そしてボディをスライドさせると、下段にフルキーボードが登場し、自動的に画面が縦使いから横使いに切り替わる。フルキーボードで入力するときには、ちょうど携帯ゲーム機をプレイするようにして構えて親指で操作するカタチになる。このスタイルなら、端末の重さはほぼ影響なくなるだろう。僕の指にとってはキーは小さめだが、指の腹でタイプする分には問題ない。配列はQWERTYと上段に数字キーが並んでいるが、普通のキーボードに比べて「W」と「A」「P」と「L」のあたりでズレ方が足りないので、慣れるまではこのあたりのキーがミスタイプを誘いそうだ。
テンキーとフルキーボードを備え、その上ペンを使ってタッチパネルでのオペレーションが可能とあって、入力環境の充実には目を見張る。端末を閉じているとき、キーボードを開いているとき、ペンを持っているときなど、それぞれに快適なスタイルでの入力インターフェースが用意されているが、どのスタイルの時でも排他利用ではない点がまた、この端末の入力環境の面白さを増している。
端末を閉じた状態、僕はこれにケータイスタイルと名付けようと思う。ケータイスタイルの時には、十時キーと決定ボタン、ソフトキーでのオペレーションを行う。テンキーからの文字入力では、ATOK+APOTの組み合わせで、1文字入力するごとに予測変換の候補が出てくる。これも普通のケータイと同じである。
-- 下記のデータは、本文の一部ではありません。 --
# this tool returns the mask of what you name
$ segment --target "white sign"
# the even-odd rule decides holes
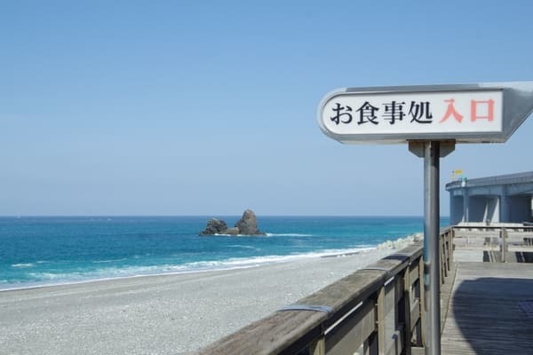
[[[515,116],[505,124],[505,102],[515,99],[506,89],[478,84],[341,90],[322,99],[319,125],[343,143],[502,142],[533,109],[530,92],[528,114],[518,124]]]

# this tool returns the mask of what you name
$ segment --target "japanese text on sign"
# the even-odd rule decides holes
[[[324,126],[337,134],[499,132],[502,91],[358,93],[324,106]]]

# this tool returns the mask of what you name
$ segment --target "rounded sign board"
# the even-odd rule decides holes
[[[533,110],[533,82],[340,89],[318,109],[342,143],[505,142]]]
つまり端末を閉じている時はまさにケータイと同じ使い勝手でメールやフルブラウザを扱うことができる。ちょっとPCのメールを読みたい、ちょっとウェブで検索したい、と言うときはケータイスタイルで十分だ。
メールに返信しよう、ブログを書こう、という時には、キーボードをスライドさせて両手で握る。これにはキーボードスタイルと名付けておきましょうか。キーボードスタイルの時にもATOKが誇る高い変換効率の恩恵を受けることができる。しかしここでユニークなことに、キーボードスタイルで入力していても、予測変換の候補が表示されるのだ。フルキーボードと言ってもきちんと5本指で入力できるサイズを確保していないからこその配慮だが、フルキーボードから予測変換の候補が選べる今までにない日本語入力環境は不思議な感じだ。普段はスペースキーで変換をし、時々省入力候補から選ぶという使い方が心地よい。
またキーボードスタイルの時でも、ディスプレイの左に配置されているソフトキーは操作できる。左手の親指について、キーボードを構えると同時にソフトキーまで守備範囲を広げると、ウインドウを閉じたりメニューを表示させるのに画面をタップする必要がなくなる。さらにフルキーボードの文字種選択キーよりも大きいケータイスタイル側の文字キーは使用頻度が高くなりそうだ。これもまた操作を軽快にこなす1つの方法だ。小さめなボディだからこそ可能なハイブリッドな入力インターフェースは、この端末での操作を快感なモノに仕上げていると言える。
またカメラは133万画素CCDと控えめなスペックだが、マクロスイッチが搭載されたことで、QRコード読み取りによるURLやメールアドレスなどの情報入力が可能になった点もケータイらしさを取り入れた1つの要素だ。控えめと言っても1280×1024ピクセルまでの撮影が可能で、miniSDカードに記録できる。端末で撮影した写真は付属のメールソフトから送信も可能で、この際に自動的にサイズの小さなサムネイル画像を作って送る機能もついている。
またムービー録画も最大320×240まで撮影可能で、Windows Media Video形式(.wmv)で保存することができる。静止画よりも動画メモを記録しておく方が重宝しそうだ。サービスによってはそのままメールで送信してビデオポッドキャストができるかもしれない。文字やそれ以外のインターフェースがここまで充実しているケータイをほかに見たことがあっただろうか。あと足りないのはFelicaチップくらいじゃないだろうか。